Usamos OpenAI embeddings + Pinecone. 


In [None]:




os.environ['OPENAI_API_KEY'] = OPENAI_API_KEY
from langchain_openai import OpenAIEmbeddings
from langchain_pinecone import PineconeVectorStore
from pinecone import Pinecone, ServerlessSpec

emb = OpenAIEmbeddings(model='text-embedding-3-small')
pc = Pinecone(api_key=PINECONE_API_KEY)


existing = [idx['name'] for idx in pc.list_indexes()]
if PINECONE_INDEX_NAME not in existing:
    print('Creando índice en Pinecone (si tu plan y entorno lo permiten)...')
    pc.create_index(name=PINECONE_INDEX_NAME, dimension=1536, metric='cosine', spec=ServerlessSpec(cloud='aws', region=PINECONE_ENVIRONMENT))
index = pc.Index(PINECONE_INDEX_NAME)
vector_store = PineconeVectorStore(index_name=PINECONE_INDEX_NAME, embedding=emb)

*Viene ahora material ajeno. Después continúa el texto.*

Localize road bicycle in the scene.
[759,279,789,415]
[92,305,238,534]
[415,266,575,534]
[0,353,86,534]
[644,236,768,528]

added = vector_store.add_documents(chunks)
print(f'Chunks añadidos a Pinecone: {len(added)}')


Modo OpenAI + Pinecone: se requiere OPENAI_API_KEY y PINECONE_API_KEY.


  from .autonotebook import tqdm as notebook_tqdm


Chunks añadidos a Pinecone: 63


---

## 6) Recuperador  y prompt

Construimos el retriever y el prompt que alimentará al LLM.


In [7]:
from langchain_core.prompts import ChatPromptTemplate

TOP_K = 2
retriever = vector_store.as_retriever(search_kwargs={'k': TOP_K})

prompt_template = ChatPromptTemplate.from_template('''Usa el siguiente contexto para responder la pregunta del usuario.\nSi no tienes suficiente información, responde honestamente que no la tienes.\n\nContexto:\n{context}\n\nPregunta:\n{question}\n''')
print('Retriever y prompt creados.')


Retriever y prompt creados.


---

## 7) LLM y pipeline RAG

Usamos `ChatOpenAI` y un pipeline simple que recupera contexto y pasa el prompt al LLM.


In [8]:
from langchain_openai import ChatOpenAI
from langchain_core.runnables import RunnableParallel, RunnablePassthrough

# Configurar LLM (temperatura 0 para respuestas deterministas)
llm = ChatOpenAI(model='gpt-4o-mini', temperature=0)

rag_chain = (
    RunnableParallel({'context': retriever, 'question': RunnablePassthrough()})
    | prompt_template
    | llm
)
print('RAG chain lista.')


RAG chain lista.


---

## 8) Función auxiliar `ask()`

Esta celda define una función `ask(question)` que ejecuta la RAG chain y devuelve la respuesta.


In [None]:
def ask(question: str):
    # Invocación simple de la RAG chain
    # El retriever (Runnable) recupera contexto automáticamente
    result = rag_chain.invoke(question)
    # `result` es un objeto tipo ChatResult; mostramos su contenido
    try:
        content = result.content
    except Exception:
        # Fallback si la estructura difiere
        content = str(result)
    print('\n--- Respuesta del agente RAG ---\n')
    print(content)



Función ask definida. Llama a ask("tu pregunta") para probar.


---

## 9) Probar con preguntas reales

Escribimos cualquier pregunta relacionada con el artículo y ejecutamos la celda. Ejemplo: `ask('What is task decomposition?')`.


In [None]:

ask('What is task decomposition?')




--- Respuesta del agente RAG ---

Task decomposition is the process of breaking down a larger task into smaller, more manageable sub-tasks or goals. This can be achieved in several ways:

1. Using large language models (LLMs) with simple prompts, such as asking for "Steps for XYZ" or "What are the subgoals for achieving XYZ?"
2. Employing task-specific instructions, like "Write a story outline" for writing a novel.
3. Incorporating human inputs to guide the decomposition process.

Additionally, there is a distinct approach called LLM+P, which involves using an external classical planner for long-horizon planning. This method utilizes the Planning Domain Definition Language (PDDL) to describe the planning problem, where the LLM translates the problem into PDDL, requests a classical planner to generate a plan, and then translates that plan back into natural language.
Si quieres probar ask() ahora, descomenta la llamada o ejecuta ask("tu pregunta").